Job Description: We are interested in finding an excellent postdoc with interests in protein functional annotation, machine learning and computer grids. The position is open for 3.5 years at the Université Pierre et Marie Curie, in the heart of Paris.
Research topic: Protein function annotation, multiple probabilistic models, domain architecture, machine learning, combinatorial optimization, computer grid.
Title: A novel integrative platform for large scale protein annotation that exploits a multitude of diversified probabilistic models in several protein signature databases.

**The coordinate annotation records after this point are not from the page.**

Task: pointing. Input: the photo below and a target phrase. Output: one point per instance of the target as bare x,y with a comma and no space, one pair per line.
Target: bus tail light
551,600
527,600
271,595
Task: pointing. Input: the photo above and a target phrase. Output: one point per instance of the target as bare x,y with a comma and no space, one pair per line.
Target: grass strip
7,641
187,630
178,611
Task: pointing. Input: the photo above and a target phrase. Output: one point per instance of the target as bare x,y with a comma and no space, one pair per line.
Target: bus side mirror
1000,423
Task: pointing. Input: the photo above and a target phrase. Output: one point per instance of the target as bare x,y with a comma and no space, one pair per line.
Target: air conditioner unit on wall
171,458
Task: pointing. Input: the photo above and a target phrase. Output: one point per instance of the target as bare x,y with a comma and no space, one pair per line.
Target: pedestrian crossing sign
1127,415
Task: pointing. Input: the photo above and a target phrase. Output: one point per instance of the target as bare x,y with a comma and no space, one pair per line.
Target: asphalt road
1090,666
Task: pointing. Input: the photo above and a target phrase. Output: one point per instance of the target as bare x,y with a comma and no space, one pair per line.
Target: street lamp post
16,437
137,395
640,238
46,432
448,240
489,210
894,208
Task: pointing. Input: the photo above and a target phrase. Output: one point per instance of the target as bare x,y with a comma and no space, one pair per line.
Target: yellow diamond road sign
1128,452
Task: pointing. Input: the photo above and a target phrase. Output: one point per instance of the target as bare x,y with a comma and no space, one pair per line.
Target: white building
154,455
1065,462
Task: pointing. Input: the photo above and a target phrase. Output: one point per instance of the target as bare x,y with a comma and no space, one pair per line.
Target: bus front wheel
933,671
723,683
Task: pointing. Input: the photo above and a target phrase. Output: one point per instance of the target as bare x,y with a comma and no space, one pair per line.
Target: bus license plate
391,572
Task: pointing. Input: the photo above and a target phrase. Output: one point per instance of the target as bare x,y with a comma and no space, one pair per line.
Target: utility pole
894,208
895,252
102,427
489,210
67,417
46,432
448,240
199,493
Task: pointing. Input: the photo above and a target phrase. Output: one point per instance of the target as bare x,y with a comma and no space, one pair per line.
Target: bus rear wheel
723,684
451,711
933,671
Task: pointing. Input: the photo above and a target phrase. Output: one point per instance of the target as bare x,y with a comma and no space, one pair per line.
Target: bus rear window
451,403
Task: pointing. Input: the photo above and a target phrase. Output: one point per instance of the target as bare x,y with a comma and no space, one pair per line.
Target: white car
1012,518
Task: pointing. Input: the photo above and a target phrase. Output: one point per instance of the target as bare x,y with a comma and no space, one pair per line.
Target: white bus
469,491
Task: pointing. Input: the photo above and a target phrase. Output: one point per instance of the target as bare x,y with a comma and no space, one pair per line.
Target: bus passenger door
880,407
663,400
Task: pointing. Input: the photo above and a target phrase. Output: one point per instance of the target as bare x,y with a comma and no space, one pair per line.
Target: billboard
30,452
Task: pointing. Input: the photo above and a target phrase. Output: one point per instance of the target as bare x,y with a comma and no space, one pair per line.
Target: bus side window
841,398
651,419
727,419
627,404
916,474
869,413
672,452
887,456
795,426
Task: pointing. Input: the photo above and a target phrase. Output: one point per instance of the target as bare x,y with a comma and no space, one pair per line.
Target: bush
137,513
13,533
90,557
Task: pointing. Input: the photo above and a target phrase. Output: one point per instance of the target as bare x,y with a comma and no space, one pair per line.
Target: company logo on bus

Abstract: Precise genome annotations are a gold mine for biologists that use them to identify proteins involved in biological processes. Databases of protein domains and functional sites are vital resources to provide functional analysis for these new proteins. Most of databases describe known domains with probabilistic models representing consensus among all domain sequences, while only a few ones associate to each protein domain family different probabilistic models, built from a sample of diversified homologous sequences. In the attempt of unifying the annotation process and providing a more accurate tool, integrative approaches combine different types of protein signatures from multiple databases into a single searchable resource. However, the increasing number of proteins with no annotation, present in highly divergent genomes, and the large number of erroneous annotations produced by current tools ask for the development of innovative solutions. We propose a novel integrated approach for large scale protein annotation that will exploit an unprecedented amount of genomic data as well as sophisticated machine learning techniques and combinatorial optimization approaches taking advantages of High Performance Computing (HPC) environments. The idea is to uncover as much as possible the evolutionary processes of protein sequences that took place throughout the whole tree of life and that affected the evolution of a protein family. We have already demonstrated in a previous work that the problem of functional annotation is inherent to the ability of uncovering such paths. Now, we shall extend this approach to large scale genome annotation by considering 11 different protein databases, constituted by about 10^9 protein sequences, and by producing a large pool of diversified probabilistic models coding for about 10^7 evolutionary protein pathways. Such models will be used to search for specific domains in genomes to be annotated. Our previous methodology needs to be fundamentally improved to deal with this large amount of biological data. In this project, we shall work on the algorithms to reduce the space of models and the search complexity, and we shall implement some important algorithmic changes towards the realization of a powerful integrated annotation tool.
Where: This project is run on the Laboratoire de Biologie Computationnelle et Quantitative UMR7238 CNRS-UPMC – Analytical Genomics team, headed by A.Carbone. It is co-advised with Pierre-Henri Wuillemin, Laboratoire d’Informatique de Paris 6 – Equipe DECISION.
Period: The postdoc will be payed under a contract of Ingénieur de Recherche lasting 3.5 years and it is available from September 1st, 2014.